Они расположились кто как: на корточках или привалившись к стене, кто растянулся на полу, а кто стоял. Маленькие худые фигуры терялись во мраке, поскольку косые лучи заходящего солнца шли между настилами и почти совсем не освещали то, что расположено на них. Зато был виден третий ярус над головами детей, состоящий из длинных бревен и перекладин между ними. Там кустари растянули рыболовные сети, висели и верши из темного, неочищенного прута, и много других вещей, которым сухость и свежий воздух нужнее всего.
От детей не доносилось ни звука. Изредка кто-то из них менял позу, распрямляя затекшие ноги или спину. Двое или трое медленно раскачивались, давая ход задеревеневшим мышцам.
– Четыре дня назад странные стали, - прошептал Беррик.
– Еле добудишься, вялые, все из рук валится. Лещил я их, ругал, все бестолку. Следующим утром вообще ополоумели, ходили, как гули... только мирные. А позавчера ни один не проснулся.
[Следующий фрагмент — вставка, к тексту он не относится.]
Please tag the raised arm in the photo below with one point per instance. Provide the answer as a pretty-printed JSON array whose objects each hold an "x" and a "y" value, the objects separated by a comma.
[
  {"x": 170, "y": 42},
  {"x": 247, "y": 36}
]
– Ты что, хочешь сказать, они без еды и питья четыре дня?
– не поверил Кел.
– Два, господин. Когда как безумные бродили, пили и ели, только не понимали ничего. А два дня почти без питья. Тощают, слабеют, но не так, как вживой. Сердце бьется редко-редко. Видать сон волшебный жизнь в их жилах усыпил.
– Чувствительность к своему телу они сохранили, - сказала Алейна, внимательно глядя, как мальчик лет одиннадцати очень медленно и, казалось, бездумно приседает и встает, держась за перекладину, упражняя руки и ноги, уставшие от бездействия.
– Но ты прав, ток жизни замедлен, вон тот паренек уже две минуты как выдохнул и ни разу не вздохнул.
– И кровь из порезов еле течет.
– Ты их резал?
– Конечно. Двоих. Чтобы проверить. Едва сочилось. Не проснулись.
– Поить их пытался?
– Да, госпожа. Когда понемногу, то не отрыгивают. А еду не берут, не жуют, не глотают.
– Если они в замедленном сне, то пить уже захотели, а есть еще нет, - пожала плечами Алейна.
– Для них может всего пара часов прошла.
Она проворно полезла наверх, мелькая подолом короткой юбки поверх походных штанов.